Slotkine haussa les épaules. — Fedoulitch ? cette tête de cheval ? Mais, de grâce, à quoi pouvait-il être bon ? Il a été soldat toute sa vie, et voilà tout à coup qu’il imagine de s’occuper des choses du ménage. Il dit : — Je sais conduire les paysans, parce que je sais souffleter. — Il ne sait rien du tout, car il faut savoir souffleter à point. C’est Evlampia Martinovna elle-même qui l’a refusé. Est-ce qu’un soldat sait quelque chose au monde ? Tout notre ménage avec lui fût allé au diable.

— A-ou ! fit retentir la voix sonore d’Evlampia.

— J’y vais, j’y vais, répondit Slotkine. J’ai l’honneur de vous saluer, Dmitri Séménitch. Tirez des bécasses tant que vous voudrez ; c’est un oiseau qui passe, qui n’appartient à personne ; mais, si un lièvre traverse votre chemin, épargnez-le : c’est notre gibier. J’oubliais encore,… n’auriez-vous pas un petit de votre chienne ?

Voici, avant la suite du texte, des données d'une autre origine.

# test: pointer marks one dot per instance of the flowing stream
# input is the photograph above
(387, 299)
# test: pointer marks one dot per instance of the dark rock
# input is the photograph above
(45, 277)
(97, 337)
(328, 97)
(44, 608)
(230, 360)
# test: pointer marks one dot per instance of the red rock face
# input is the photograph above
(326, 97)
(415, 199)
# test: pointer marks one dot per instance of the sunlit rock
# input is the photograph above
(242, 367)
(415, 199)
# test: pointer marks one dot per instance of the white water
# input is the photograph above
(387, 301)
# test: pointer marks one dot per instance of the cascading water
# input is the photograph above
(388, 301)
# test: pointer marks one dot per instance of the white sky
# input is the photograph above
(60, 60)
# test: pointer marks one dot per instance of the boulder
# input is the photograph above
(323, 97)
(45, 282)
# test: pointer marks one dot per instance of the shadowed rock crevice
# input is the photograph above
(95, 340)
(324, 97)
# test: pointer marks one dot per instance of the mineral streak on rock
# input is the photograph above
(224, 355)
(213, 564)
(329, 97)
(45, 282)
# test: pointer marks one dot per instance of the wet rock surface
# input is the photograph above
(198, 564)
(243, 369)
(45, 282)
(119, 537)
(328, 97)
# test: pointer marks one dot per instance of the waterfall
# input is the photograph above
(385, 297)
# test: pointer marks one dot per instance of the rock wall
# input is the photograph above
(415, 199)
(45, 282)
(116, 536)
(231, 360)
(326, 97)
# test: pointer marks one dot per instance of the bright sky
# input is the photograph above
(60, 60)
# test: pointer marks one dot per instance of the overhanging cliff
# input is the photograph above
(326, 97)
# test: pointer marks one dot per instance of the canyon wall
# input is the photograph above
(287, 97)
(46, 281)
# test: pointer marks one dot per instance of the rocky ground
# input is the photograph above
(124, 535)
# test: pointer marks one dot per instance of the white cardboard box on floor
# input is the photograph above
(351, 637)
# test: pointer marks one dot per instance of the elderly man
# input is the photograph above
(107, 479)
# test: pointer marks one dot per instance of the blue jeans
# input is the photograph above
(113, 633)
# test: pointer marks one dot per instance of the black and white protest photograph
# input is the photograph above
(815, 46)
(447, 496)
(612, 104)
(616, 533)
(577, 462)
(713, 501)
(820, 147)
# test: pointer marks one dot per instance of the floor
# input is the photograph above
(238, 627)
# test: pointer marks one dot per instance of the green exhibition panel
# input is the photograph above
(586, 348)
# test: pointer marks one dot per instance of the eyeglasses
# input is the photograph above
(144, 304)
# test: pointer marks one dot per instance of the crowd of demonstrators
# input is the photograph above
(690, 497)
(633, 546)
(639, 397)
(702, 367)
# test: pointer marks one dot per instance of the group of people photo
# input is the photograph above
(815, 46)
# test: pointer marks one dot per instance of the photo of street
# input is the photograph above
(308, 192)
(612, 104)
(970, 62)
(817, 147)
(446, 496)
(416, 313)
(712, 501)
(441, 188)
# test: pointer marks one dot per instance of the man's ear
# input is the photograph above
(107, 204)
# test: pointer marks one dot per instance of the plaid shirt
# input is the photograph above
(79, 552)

— A-ou ! fit encore entendre Evlampia.

— A-ou ! a-ou ! répondit Slotkine, et il s’éloigna en courant.

Je me souviens que, resté seul, je me dis à moi-même : — Comment Kharlof n’a-t-il pas exterminé Slotkine… à ne laisser qu’un peu de boue sur la place ?.. Et comment celui-ci ne craignait-il pas un tel sort ? Il faut, pensai-je, que Kharlof soit devenu bien tranquille en effet. — Mon désir s’en accrut de pénétrer dans Ieskovo et d’apercevoir, ne fût-ce que du coin de l’œil, ce colosse que je ne pouvais pas me figurer humble et dompté.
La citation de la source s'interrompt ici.